How to Enable DVB and Image Subtitle Extraction

MCEBuddy can automatically convert image based subtitles (e.g. DVB) into a text subtitle (SRT) using OCR (Optical Character Recognition). However this feature requires additional files to be downloaded. This is because OCR processing requires very large data files (~1 GB in size) which cannot be bundled within the MCEBuddy setup file.


MCEBuddy Version 2.6.2 and newer

During installation the option to automatically download and install the required OCR add-on files is enabled by default. You can disable it if do not want the OCR add-on files downloaded and installed automatically.

If you did not select the automatic installation during setup, you can at anytime trigger an install/re-install of the OCR add-on files by clicking on the Install OCR add-on link in the Conversion task page as shown below:

InstallOCR add-on in grey means that the add-on files have been installed. Click on the text to redownload and reinstall them (~500MB download)
Install OCR add-on in red means that the add-on files have not yet been installed. Click on the text to download & install them (~500MB download)
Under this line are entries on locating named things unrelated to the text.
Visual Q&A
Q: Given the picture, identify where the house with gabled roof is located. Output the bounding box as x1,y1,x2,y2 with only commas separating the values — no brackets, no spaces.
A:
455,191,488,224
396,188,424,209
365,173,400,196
Make sure that Save subtitles or Embed subtitles options are enabled in the Conversion task → Advanced settings to extract and process subtitles using OCR.


MCEBuddy Versions 2.4.7 to 2.6.1

You will need to manually download and install the OCR files as described below.

Follow the below procedure to enable OCR and image to text subtitle conversion to extract DVB and other image based subtitles from recordings.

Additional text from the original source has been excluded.